“Sigilo bancário é a nossa mentalidade”
O sigilo bancário suíço é atacado por todos os lados, sobretudo no exterior. Mas o lobby de defesa é forte. Um dos seus mais articulados representantes é Michel Y. Dérobert, secretário-geral da associação que reúne os mais refinados bancos privados da Suíça. Entrevista swissinfo.
O início da primavera é agradável no bairro dos banqueiros em Genebra. As árvores florescem nos seus bulevares e os executivos sentam na parte externa dos cafés para ler tranquilamente o “Financial Times”. O expresso é tirado com maestria das máquinas italianas. Não muito distante, o Grande Teatro de Genebra, a famosa sinagoga de Beht Yaacov e o Museu Internacional da Reforma.
Nesse quadrilátero paradisíaco estão algumas das mais tradicionais e prestigiosas instituições financeiras helvéticas, bancos privados. Há séculos elas administram com sucesso a fortuna de discretos clientes. São nomes como Bordier (banco privado fundado em 1844), Lombard Odier Darier Hentsch (1796), Mirabaud (1819) e Pictet (1805).
Elas estão agrupadas na Associação de Banqueiros Privados Suíços (ABPS, na sigla em francês), um clube exclusivo que compreende apenas 14 membros. Calcula-se que esses bancos administrem a metade dos cinco trilhões de francos depositados na Suíça como revela o jornal alemão Handelsblatt.
A ABPS se autodefine como um lobby voltado para a “defesa dos interesses profissionais dos banqueiros privados e pela manutenção de contexto econômico e político favorável ao exercício de atividades de gestão de fortuna na Suíça”.

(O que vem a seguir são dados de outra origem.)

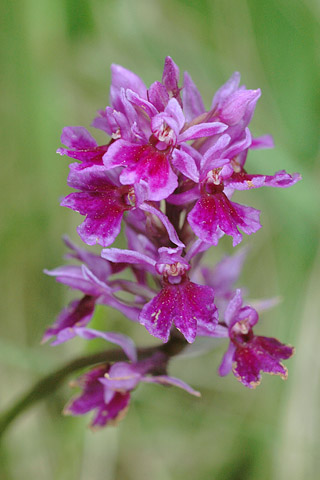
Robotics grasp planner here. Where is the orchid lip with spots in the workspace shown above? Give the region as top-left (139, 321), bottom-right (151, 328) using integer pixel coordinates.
top-left (43, 57), bottom-right (301, 427)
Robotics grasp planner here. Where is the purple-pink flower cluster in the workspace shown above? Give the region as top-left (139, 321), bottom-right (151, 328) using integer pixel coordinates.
top-left (44, 57), bottom-right (300, 426)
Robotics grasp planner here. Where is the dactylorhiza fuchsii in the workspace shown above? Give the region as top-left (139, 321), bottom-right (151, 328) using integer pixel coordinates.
top-left (43, 57), bottom-right (301, 427)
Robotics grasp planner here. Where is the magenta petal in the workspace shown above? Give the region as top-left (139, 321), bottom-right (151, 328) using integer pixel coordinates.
top-left (171, 148), bottom-right (199, 183)
top-left (162, 57), bottom-right (179, 97)
top-left (74, 327), bottom-right (137, 362)
top-left (61, 189), bottom-right (128, 247)
top-left (254, 336), bottom-right (294, 360)
top-left (42, 295), bottom-right (96, 345)
top-left (44, 265), bottom-right (101, 296)
top-left (64, 366), bottom-right (107, 415)
top-left (188, 193), bottom-right (261, 247)
top-left (178, 122), bottom-right (228, 142)
top-left (263, 170), bottom-right (301, 188)
top-left (148, 82), bottom-right (170, 112)
top-left (220, 89), bottom-right (261, 125)
top-left (142, 375), bottom-right (201, 397)
top-left (182, 72), bottom-right (205, 122)
top-left (126, 90), bottom-right (158, 118)
top-left (211, 72), bottom-right (240, 108)
top-left (139, 281), bottom-right (217, 343)
top-left (250, 135), bottom-right (274, 150)
top-left (101, 248), bottom-right (156, 273)
top-left (61, 127), bottom-right (98, 150)
top-left (120, 146), bottom-right (178, 201)
top-left (140, 203), bottom-right (185, 248)
top-left (91, 392), bottom-right (130, 429)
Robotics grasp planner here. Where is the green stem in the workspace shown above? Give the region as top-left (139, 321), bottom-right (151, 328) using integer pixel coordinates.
top-left (0, 337), bottom-right (186, 437)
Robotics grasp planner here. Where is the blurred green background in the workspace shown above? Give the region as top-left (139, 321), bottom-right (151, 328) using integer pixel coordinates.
top-left (0, 0), bottom-right (320, 480)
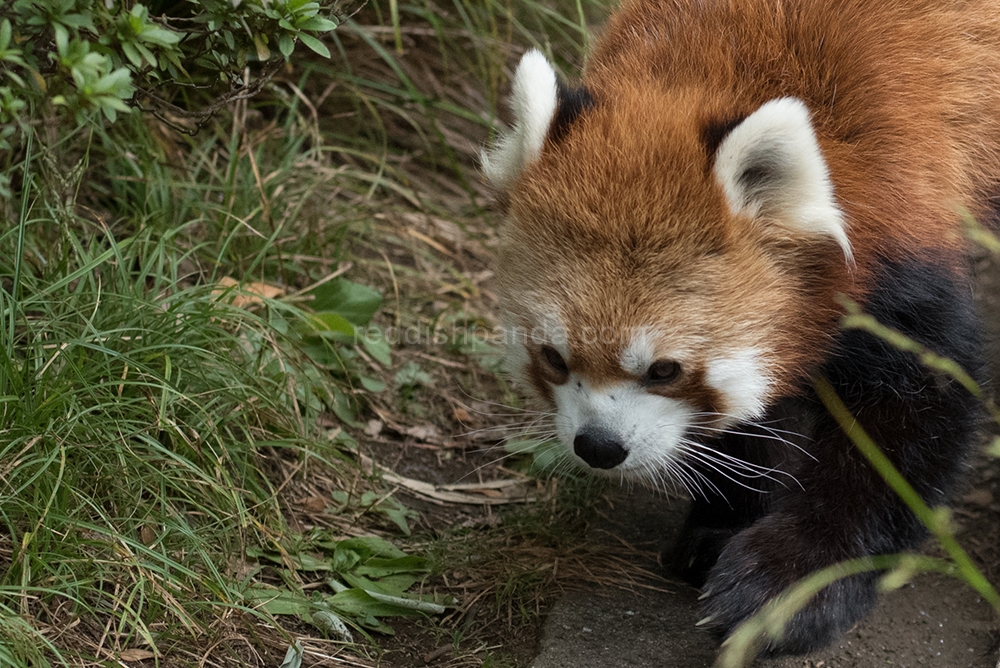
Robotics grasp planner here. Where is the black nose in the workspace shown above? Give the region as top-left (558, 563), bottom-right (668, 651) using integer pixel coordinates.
top-left (573, 429), bottom-right (628, 469)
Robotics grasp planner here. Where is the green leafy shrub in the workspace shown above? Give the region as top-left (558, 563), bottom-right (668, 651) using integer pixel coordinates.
top-left (0, 0), bottom-right (340, 136)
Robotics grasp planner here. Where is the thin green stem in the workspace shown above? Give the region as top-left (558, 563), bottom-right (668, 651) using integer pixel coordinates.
top-left (813, 376), bottom-right (1000, 612)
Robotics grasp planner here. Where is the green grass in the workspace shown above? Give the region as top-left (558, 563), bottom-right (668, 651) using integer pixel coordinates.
top-left (0, 0), bottom-right (605, 666)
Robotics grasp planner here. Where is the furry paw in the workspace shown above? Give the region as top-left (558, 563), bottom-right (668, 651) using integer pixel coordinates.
top-left (703, 516), bottom-right (876, 656)
top-left (669, 527), bottom-right (736, 587)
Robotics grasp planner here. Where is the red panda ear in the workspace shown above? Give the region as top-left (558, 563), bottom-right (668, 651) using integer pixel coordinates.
top-left (715, 97), bottom-right (853, 262)
top-left (481, 49), bottom-right (593, 189)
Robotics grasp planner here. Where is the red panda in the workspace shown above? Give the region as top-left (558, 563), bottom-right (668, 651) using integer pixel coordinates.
top-left (483, 0), bottom-right (1000, 654)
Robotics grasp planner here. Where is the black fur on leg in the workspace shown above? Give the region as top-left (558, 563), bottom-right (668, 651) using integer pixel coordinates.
top-left (677, 261), bottom-right (983, 655)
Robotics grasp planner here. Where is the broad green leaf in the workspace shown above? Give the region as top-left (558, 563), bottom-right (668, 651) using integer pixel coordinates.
top-left (330, 386), bottom-right (359, 427)
top-left (306, 278), bottom-right (382, 327)
top-left (308, 311), bottom-right (354, 340)
top-left (395, 361), bottom-right (434, 387)
top-left (298, 16), bottom-right (337, 32)
top-left (354, 555), bottom-right (430, 580)
top-left (278, 33), bottom-right (295, 58)
top-left (359, 336), bottom-right (392, 367)
top-left (358, 376), bottom-right (386, 393)
top-left (278, 643), bottom-right (305, 668)
top-left (326, 589), bottom-right (422, 619)
top-left (337, 536), bottom-right (406, 559)
top-left (299, 32), bottom-right (330, 58)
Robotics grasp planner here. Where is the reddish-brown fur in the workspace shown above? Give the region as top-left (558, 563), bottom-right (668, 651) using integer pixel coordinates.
top-left (501, 0), bottom-right (1000, 396)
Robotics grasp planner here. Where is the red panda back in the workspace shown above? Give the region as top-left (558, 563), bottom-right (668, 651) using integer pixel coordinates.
top-left (584, 0), bottom-right (1000, 274)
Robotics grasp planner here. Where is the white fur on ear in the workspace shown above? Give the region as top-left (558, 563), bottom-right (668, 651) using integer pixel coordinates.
top-left (715, 97), bottom-right (853, 262)
top-left (482, 49), bottom-right (558, 188)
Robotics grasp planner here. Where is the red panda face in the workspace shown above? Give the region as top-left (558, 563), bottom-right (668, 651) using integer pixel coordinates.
top-left (484, 52), bottom-right (851, 485)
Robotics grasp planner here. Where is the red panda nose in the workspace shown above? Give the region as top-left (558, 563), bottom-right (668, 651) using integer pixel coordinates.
top-left (573, 428), bottom-right (628, 469)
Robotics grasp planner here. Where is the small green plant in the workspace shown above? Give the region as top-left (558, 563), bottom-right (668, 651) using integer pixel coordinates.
top-left (245, 531), bottom-right (445, 641)
top-left (0, 0), bottom-right (339, 127)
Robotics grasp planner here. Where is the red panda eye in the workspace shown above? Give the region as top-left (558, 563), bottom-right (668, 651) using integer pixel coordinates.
top-left (542, 346), bottom-right (569, 374)
top-left (646, 360), bottom-right (681, 385)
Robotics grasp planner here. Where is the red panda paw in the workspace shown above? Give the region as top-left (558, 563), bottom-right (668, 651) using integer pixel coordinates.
top-left (703, 514), bottom-right (876, 656)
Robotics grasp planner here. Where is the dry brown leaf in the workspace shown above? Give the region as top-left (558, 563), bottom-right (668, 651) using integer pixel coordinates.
top-left (213, 276), bottom-right (285, 309)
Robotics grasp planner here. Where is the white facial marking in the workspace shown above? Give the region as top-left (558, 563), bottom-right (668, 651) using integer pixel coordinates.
top-left (705, 348), bottom-right (771, 420)
top-left (715, 97), bottom-right (853, 262)
top-left (480, 49), bottom-right (558, 188)
top-left (552, 374), bottom-right (692, 474)
top-left (618, 327), bottom-right (656, 376)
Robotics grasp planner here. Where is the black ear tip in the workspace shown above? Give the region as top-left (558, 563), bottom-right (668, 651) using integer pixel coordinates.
top-left (549, 80), bottom-right (595, 142)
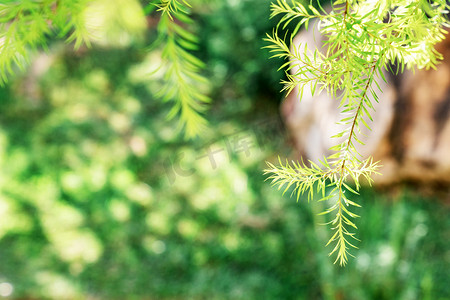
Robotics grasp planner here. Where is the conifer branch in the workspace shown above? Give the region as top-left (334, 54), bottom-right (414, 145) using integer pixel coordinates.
top-left (149, 0), bottom-right (211, 138)
top-left (265, 0), bottom-right (449, 265)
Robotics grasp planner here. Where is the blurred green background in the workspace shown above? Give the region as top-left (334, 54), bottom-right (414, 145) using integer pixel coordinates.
top-left (0, 0), bottom-right (450, 300)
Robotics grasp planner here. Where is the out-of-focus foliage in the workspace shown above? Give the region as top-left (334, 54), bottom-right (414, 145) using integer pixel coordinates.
top-left (0, 0), bottom-right (450, 300)
top-left (266, 0), bottom-right (450, 266)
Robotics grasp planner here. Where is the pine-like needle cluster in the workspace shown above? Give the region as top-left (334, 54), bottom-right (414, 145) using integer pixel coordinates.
top-left (266, 0), bottom-right (449, 265)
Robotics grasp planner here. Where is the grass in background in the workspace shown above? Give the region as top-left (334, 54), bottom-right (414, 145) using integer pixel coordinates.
top-left (0, 0), bottom-right (450, 300)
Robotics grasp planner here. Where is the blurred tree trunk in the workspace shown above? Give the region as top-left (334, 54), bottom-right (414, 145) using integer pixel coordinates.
top-left (281, 26), bottom-right (450, 184)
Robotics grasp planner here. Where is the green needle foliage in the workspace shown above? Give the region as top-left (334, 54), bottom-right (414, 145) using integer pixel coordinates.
top-left (151, 0), bottom-right (210, 138)
top-left (0, 0), bottom-right (210, 138)
top-left (266, 0), bottom-right (449, 265)
top-left (0, 0), bottom-right (89, 85)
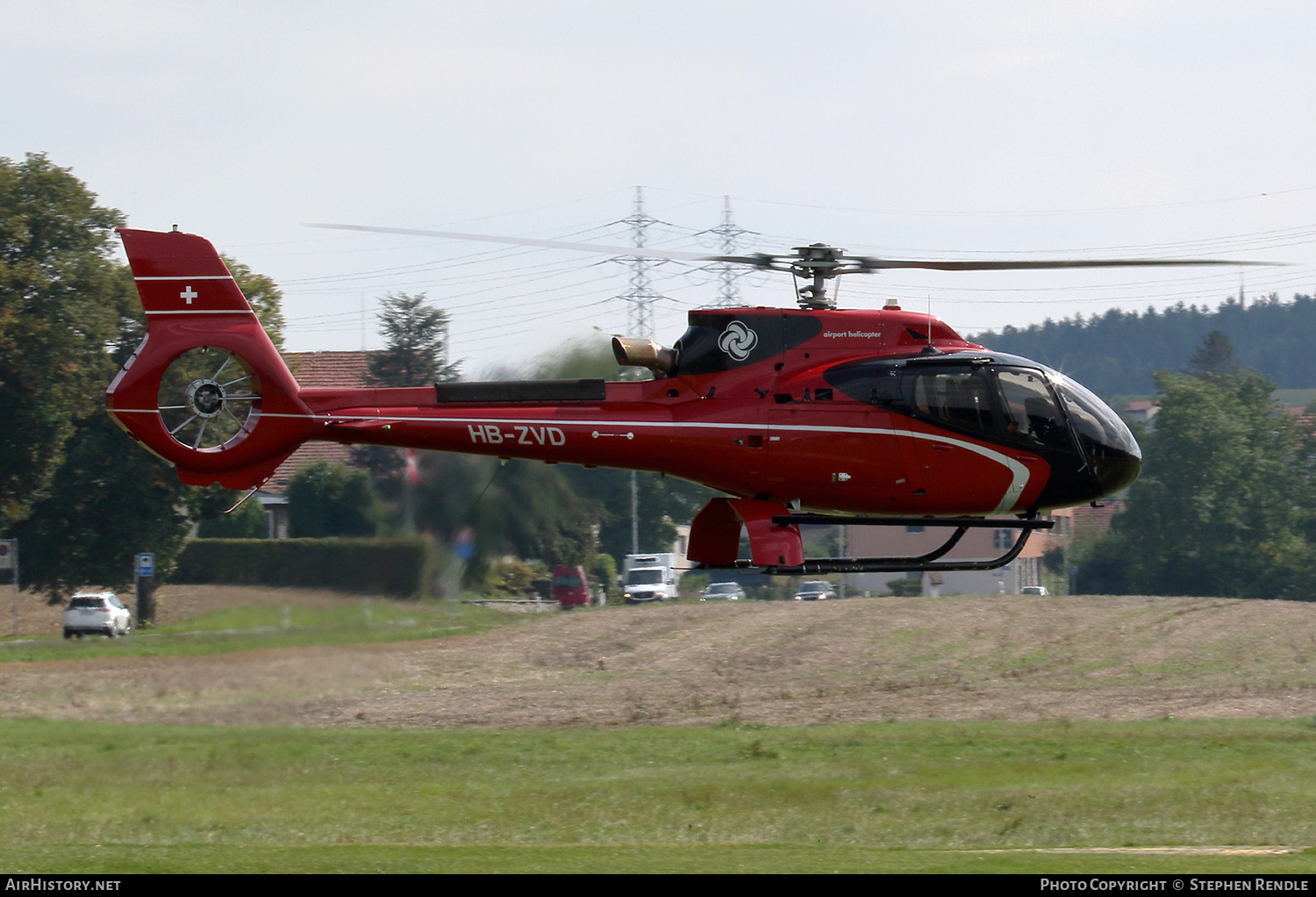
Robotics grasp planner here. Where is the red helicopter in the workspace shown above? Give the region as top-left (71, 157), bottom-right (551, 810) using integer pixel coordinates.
top-left (105, 226), bottom-right (1239, 574)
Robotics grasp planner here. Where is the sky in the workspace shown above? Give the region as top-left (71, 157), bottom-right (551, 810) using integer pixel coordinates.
top-left (0, 0), bottom-right (1316, 377)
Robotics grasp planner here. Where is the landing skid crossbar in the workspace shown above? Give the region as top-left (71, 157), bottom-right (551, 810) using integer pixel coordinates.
top-left (703, 513), bottom-right (1055, 576)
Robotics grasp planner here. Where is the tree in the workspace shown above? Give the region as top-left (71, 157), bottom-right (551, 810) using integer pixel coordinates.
top-left (1079, 355), bottom-right (1313, 598)
top-left (0, 154), bottom-right (137, 532)
top-left (1186, 331), bottom-right (1239, 381)
top-left (289, 461), bottom-right (375, 539)
top-left (220, 255), bottom-right (284, 352)
top-left (370, 292), bottom-right (458, 386)
top-left (0, 154), bottom-right (293, 599)
top-left (13, 398), bottom-right (191, 603)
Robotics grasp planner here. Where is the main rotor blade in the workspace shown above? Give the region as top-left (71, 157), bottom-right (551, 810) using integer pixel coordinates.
top-left (305, 224), bottom-right (1282, 276)
top-left (855, 257), bottom-right (1284, 271)
top-left (305, 224), bottom-right (726, 262)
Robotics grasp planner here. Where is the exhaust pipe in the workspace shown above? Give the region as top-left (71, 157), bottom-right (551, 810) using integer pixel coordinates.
top-left (612, 336), bottom-right (676, 377)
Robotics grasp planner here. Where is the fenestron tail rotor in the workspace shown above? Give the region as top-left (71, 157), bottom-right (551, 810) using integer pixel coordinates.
top-left (158, 347), bottom-right (261, 452)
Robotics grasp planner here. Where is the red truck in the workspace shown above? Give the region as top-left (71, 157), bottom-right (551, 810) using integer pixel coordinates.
top-left (549, 563), bottom-right (590, 610)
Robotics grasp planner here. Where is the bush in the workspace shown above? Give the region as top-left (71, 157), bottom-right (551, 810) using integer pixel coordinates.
top-left (170, 539), bottom-right (432, 598)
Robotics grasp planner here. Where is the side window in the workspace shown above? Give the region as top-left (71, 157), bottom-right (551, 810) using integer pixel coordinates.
top-left (903, 365), bottom-right (999, 436)
top-left (823, 361), bottom-right (907, 413)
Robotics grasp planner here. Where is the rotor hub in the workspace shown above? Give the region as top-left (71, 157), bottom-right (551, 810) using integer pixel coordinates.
top-left (187, 379), bottom-right (224, 419)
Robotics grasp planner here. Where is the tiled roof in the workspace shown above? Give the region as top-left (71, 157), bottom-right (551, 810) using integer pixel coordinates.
top-left (284, 352), bottom-right (373, 387)
top-left (263, 352), bottom-right (371, 494)
top-left (1070, 498), bottom-right (1126, 532)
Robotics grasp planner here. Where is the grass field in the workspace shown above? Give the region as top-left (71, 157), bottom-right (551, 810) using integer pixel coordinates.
top-left (0, 719), bottom-right (1316, 873)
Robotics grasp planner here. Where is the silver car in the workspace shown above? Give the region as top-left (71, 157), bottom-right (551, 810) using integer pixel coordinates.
top-left (699, 582), bottom-right (745, 600)
top-left (65, 592), bottom-right (133, 639)
top-left (795, 579), bottom-right (836, 600)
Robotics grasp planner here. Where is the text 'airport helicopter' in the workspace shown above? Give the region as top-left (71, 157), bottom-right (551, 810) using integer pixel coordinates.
top-left (105, 226), bottom-right (1255, 574)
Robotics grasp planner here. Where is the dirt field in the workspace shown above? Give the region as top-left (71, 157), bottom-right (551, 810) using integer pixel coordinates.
top-left (0, 587), bottom-right (1316, 727)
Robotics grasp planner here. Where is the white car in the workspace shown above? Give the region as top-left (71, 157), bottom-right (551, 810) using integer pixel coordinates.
top-left (795, 579), bottom-right (836, 600)
top-left (65, 592), bottom-right (133, 639)
top-left (699, 582), bottom-right (745, 600)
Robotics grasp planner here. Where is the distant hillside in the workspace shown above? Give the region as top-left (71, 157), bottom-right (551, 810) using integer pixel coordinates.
top-left (968, 294), bottom-right (1316, 395)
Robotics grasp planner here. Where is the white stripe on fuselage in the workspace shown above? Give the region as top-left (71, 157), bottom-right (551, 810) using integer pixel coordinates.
top-left (115, 408), bottom-right (1031, 513)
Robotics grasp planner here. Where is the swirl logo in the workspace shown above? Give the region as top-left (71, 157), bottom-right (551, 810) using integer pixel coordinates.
top-left (718, 321), bottom-right (758, 361)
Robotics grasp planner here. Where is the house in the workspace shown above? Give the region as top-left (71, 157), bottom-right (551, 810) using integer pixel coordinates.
top-left (254, 352), bottom-right (371, 539)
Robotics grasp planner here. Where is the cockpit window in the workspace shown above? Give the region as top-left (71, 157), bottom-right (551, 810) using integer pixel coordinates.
top-left (1052, 373), bottom-right (1142, 458)
top-left (826, 361), bottom-right (1076, 452)
top-left (998, 369), bottom-right (1074, 449)
top-left (902, 366), bottom-right (1000, 436)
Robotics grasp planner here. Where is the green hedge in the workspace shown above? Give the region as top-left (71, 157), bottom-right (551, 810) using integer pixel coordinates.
top-left (170, 539), bottom-right (431, 598)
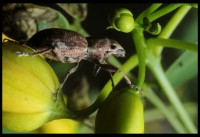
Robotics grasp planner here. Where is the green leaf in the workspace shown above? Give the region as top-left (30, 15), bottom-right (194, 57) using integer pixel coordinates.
top-left (166, 51), bottom-right (198, 87)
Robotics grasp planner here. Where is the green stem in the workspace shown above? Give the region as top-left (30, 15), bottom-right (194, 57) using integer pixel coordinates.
top-left (143, 85), bottom-right (186, 133)
top-left (146, 38), bottom-right (198, 51)
top-left (136, 3), bottom-right (162, 23)
top-left (72, 55), bottom-right (138, 118)
top-left (154, 5), bottom-right (191, 55)
top-left (147, 53), bottom-right (197, 133)
top-left (147, 4), bottom-right (182, 22)
top-left (133, 28), bottom-right (146, 88)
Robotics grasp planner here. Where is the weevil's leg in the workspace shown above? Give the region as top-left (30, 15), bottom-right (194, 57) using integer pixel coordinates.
top-left (54, 63), bottom-right (79, 101)
top-left (93, 64), bottom-right (101, 76)
top-left (109, 72), bottom-right (115, 92)
top-left (15, 48), bottom-right (53, 56)
top-left (98, 64), bottom-right (142, 93)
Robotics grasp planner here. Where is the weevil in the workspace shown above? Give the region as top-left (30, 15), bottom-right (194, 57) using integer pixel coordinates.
top-left (16, 28), bottom-right (139, 101)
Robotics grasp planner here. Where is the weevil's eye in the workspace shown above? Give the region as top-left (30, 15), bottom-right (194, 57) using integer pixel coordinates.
top-left (110, 45), bottom-right (117, 49)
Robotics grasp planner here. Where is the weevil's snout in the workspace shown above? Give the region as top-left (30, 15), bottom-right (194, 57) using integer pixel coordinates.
top-left (109, 40), bottom-right (126, 57)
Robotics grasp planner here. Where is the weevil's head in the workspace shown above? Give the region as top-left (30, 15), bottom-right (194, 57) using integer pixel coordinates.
top-left (87, 38), bottom-right (125, 62)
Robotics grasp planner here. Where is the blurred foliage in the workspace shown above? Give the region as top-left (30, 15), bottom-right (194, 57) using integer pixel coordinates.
top-left (2, 3), bottom-right (198, 133)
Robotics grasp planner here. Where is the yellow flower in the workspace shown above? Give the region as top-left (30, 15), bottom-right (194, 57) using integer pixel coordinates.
top-left (2, 42), bottom-right (70, 132)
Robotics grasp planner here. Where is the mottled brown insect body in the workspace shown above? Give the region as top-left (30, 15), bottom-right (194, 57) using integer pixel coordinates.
top-left (16, 28), bottom-right (138, 100)
top-left (26, 28), bottom-right (88, 63)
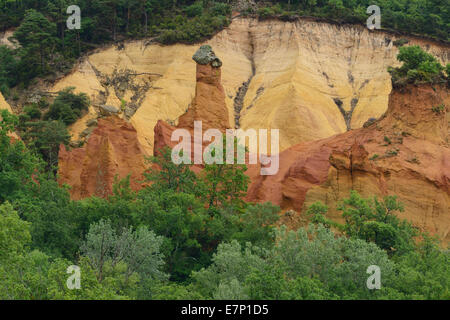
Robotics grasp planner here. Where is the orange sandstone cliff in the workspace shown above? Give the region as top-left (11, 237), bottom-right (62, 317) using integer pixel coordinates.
top-left (247, 85), bottom-right (450, 241)
top-left (58, 116), bottom-right (146, 199)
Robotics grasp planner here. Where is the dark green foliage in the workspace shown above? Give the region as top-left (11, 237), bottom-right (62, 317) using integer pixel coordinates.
top-left (388, 46), bottom-right (446, 86)
top-left (44, 87), bottom-right (89, 125)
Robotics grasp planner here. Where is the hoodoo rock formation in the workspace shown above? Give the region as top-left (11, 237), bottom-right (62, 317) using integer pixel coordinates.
top-left (153, 45), bottom-right (230, 159)
top-left (248, 85), bottom-right (450, 241)
top-left (49, 18), bottom-right (450, 155)
top-left (53, 18), bottom-right (450, 240)
top-left (178, 45), bottom-right (230, 131)
top-left (58, 116), bottom-right (146, 199)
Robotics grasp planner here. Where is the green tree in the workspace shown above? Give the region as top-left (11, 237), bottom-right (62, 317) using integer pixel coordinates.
top-left (13, 9), bottom-right (57, 83)
top-left (44, 87), bottom-right (89, 125)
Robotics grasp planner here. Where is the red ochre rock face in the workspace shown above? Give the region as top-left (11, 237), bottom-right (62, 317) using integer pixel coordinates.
top-left (58, 116), bottom-right (146, 199)
top-left (59, 50), bottom-right (450, 241)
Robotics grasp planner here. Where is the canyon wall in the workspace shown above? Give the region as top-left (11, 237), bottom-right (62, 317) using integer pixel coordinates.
top-left (51, 18), bottom-right (450, 154)
top-left (247, 85), bottom-right (450, 241)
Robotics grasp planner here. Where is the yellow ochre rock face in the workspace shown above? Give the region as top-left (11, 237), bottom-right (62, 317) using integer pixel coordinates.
top-left (52, 18), bottom-right (450, 154)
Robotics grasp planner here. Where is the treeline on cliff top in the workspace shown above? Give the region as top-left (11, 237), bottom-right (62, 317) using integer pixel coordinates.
top-left (0, 47), bottom-right (450, 300)
top-left (0, 0), bottom-right (450, 95)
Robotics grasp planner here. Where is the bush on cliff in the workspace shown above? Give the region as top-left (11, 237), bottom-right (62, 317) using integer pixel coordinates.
top-left (388, 46), bottom-right (446, 86)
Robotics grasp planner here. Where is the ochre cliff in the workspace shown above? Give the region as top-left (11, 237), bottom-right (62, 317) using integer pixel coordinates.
top-left (248, 85), bottom-right (450, 241)
top-left (178, 46), bottom-right (230, 132)
top-left (51, 18), bottom-right (450, 154)
top-left (58, 116), bottom-right (146, 199)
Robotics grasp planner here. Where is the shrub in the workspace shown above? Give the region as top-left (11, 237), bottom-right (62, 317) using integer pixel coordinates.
top-left (44, 87), bottom-right (89, 125)
top-left (388, 46), bottom-right (445, 87)
top-left (184, 2), bottom-right (203, 18)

Essa associação é dirigida por Michel Y. Dérobert, um ex-banqueiro, com longos anos de experiência no setor financeiro em Genebra e Londres. Ele também dirige a Associação dos Banqueiros Privados Genebrinos. Jornais como o alemão Handelsblatt o descrevem como um “grande articulador dos banqueiros suíços: ele conhece todos e todos o conhecem. E eles confiam nele”.
Desde que a União Européia começou a atacar o sigilo bancário na Suíça, Dérobert tem organizado a sua defesa. E ele o faz de uma forma bem suíça: cordial, impassível e irrevogável.
Por que o sigilo bancário costuma ser associado a algo suspeito, como vemos nos filmes de James Bond?
Michel Dérobert: Penso que existe uma mitologia criada e que sempre reaparece quando há um caso de corrupção ou de dinheiro sujo. Mas a questão é que a Suíça é o país melhor armado do mundo para descobri-lo. Eu ainda diria: graças ao sigilo bancário. Ao querer mantê-lo, a política suíça percebeu que a única forma era prestar bastante atenção ao que estava sendo guardado dentro desse sigilo. Por isso existe uma diligência extremamente elaborada no domínio da luta contra o dinheiro sujo e a corrupção – veja a história da Nigéria (n.r.: a Suíça devolveu recentemente à Nigéria todo o dinheiro que o falecido ditador nigeriano Sani Abacha havia escondido em contas no país, 700 milhões de dólares). Essa diligência foi lentamente copiada por outros países. Dizemos sempre que se a gente não conhece o cliente, não seria necessário o sigilo bancário. Na Suíça temos uma prática que garante o sigilo, mas em troca há bastante transparência dentro do sistema.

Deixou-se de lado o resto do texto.